Harry Williams: He’s got a huge, emotional through-line in this series. … He’s as much the heart of the story as our hero family.
What’s the theme of season two?
Harry Williams: What happens when a child who’s been missing comes back? That’s a completely different thing. It’s supposed to be a happy ending, but is it? It starts out with this person who’s been imprisoned for 11 years. What does imprisonment or freedom mean in terms of relationships and how we imprison ourselves? We sort of try to explore that through all the stories and characters this time around.
What did you learn from reactions to the finale of season one?

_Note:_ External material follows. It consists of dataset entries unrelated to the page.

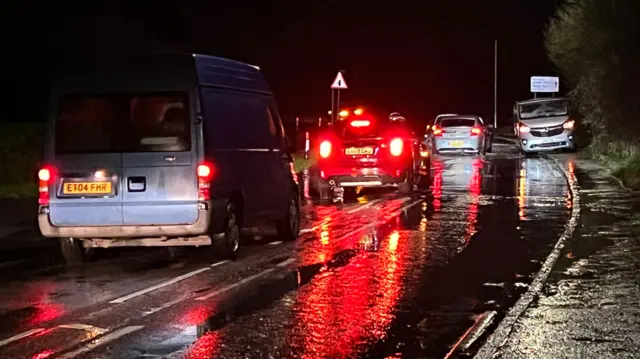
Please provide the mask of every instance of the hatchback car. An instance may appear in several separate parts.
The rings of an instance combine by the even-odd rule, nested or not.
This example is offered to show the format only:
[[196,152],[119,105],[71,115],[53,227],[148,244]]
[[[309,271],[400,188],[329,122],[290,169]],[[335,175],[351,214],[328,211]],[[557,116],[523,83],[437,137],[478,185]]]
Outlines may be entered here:
[[399,114],[343,110],[318,143],[317,187],[323,198],[339,200],[344,189],[357,187],[393,186],[410,193],[429,186],[429,152]]
[[492,149],[491,125],[475,115],[440,115],[427,137],[436,154],[484,154]]

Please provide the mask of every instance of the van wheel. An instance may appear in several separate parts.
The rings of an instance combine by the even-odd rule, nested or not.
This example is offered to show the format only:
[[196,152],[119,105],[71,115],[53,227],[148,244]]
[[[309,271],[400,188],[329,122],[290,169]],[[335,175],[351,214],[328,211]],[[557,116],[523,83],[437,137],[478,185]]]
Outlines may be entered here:
[[94,254],[94,248],[84,248],[82,240],[78,238],[60,238],[60,251],[68,265],[80,265],[90,261]]
[[240,226],[236,206],[233,203],[227,205],[227,213],[224,224],[224,236],[221,243],[222,255],[226,259],[236,260],[240,248]]
[[276,221],[276,230],[278,237],[285,241],[295,241],[298,238],[300,234],[300,203],[296,196],[289,201],[286,217]]

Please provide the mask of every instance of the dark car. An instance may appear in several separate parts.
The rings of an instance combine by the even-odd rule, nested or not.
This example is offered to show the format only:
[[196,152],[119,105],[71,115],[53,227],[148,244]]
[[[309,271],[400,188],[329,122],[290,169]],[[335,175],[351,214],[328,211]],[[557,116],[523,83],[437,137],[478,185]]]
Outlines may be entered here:
[[299,194],[273,93],[252,65],[153,55],[55,81],[38,221],[68,262],[91,248],[200,246],[241,226],[294,239]]
[[363,108],[340,112],[331,131],[318,139],[318,187],[323,198],[344,189],[397,187],[403,193],[430,183],[431,159],[404,117]]

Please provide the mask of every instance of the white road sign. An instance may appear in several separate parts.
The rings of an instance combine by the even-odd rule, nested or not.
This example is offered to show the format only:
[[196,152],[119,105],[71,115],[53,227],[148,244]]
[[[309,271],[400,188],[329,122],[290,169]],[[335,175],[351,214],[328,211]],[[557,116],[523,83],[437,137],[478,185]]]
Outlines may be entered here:
[[531,76],[531,92],[560,92],[560,78]]
[[347,82],[344,80],[344,76],[342,76],[342,72],[338,72],[336,79],[333,80],[331,84],[331,88],[334,90],[346,90],[349,88],[347,87]]

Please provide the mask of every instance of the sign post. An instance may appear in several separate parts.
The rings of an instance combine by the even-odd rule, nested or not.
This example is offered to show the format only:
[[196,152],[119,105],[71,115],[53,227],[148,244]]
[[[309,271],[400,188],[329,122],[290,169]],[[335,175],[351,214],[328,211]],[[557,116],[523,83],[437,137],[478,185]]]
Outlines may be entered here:
[[342,72],[343,72],[342,70],[338,71],[336,78],[333,80],[333,83],[331,84],[331,125],[332,126],[333,126],[333,120],[336,116],[335,114],[340,112],[338,111],[340,109],[340,90],[346,90],[349,88],[347,86],[347,82],[344,80],[344,76],[342,75]]
[[538,93],[551,93],[553,97],[560,92],[560,78],[555,76],[531,76],[530,91],[534,98]]

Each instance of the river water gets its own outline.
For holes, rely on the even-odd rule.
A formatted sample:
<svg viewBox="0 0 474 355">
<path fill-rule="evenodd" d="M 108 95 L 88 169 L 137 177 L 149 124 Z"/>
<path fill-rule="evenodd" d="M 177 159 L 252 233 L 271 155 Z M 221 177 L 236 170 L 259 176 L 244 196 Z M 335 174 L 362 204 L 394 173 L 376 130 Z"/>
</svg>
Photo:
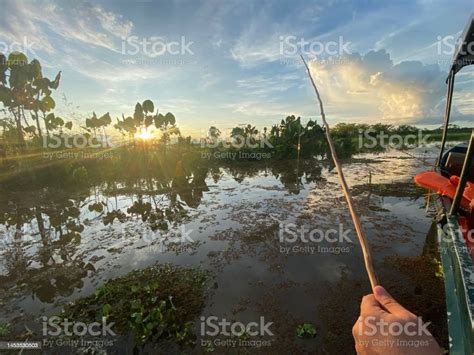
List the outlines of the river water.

Harry Williams: Some people thought we were going for a cliffhanger, which wasn’t the intention. In our minds, given the journey of the characters and the investigation that’s taken place, it’s pretty evident the kid had died. We leave maybe a 5% possibility that maybe he’s still out there as something for Tony to latch onto to keep him searching. In all these cases, it’s never cut and dried, never tied up in a neat bow where you get the body. We wanted it to be truthful, but allow these characters to explore what that looks like.
Jack Williams: I would say the ending of season two is very different. It does feel very complete. I don’t think questions are left. It’s a different show that requires a different ending. And you don’t want to repeat yourself. There are more things that need wrapping up and we just watched a couple [of episodes] today and we’re very excited how all these questions are answered. It’s got a very different feel.
What are the odds of a third season?
Jack Williams: Never say never. We love the show and the world of the show. We don’t have an idea for a story we want to tell at this moment. We wouldn’t rule it out but it’s not on the horizon anytime soon.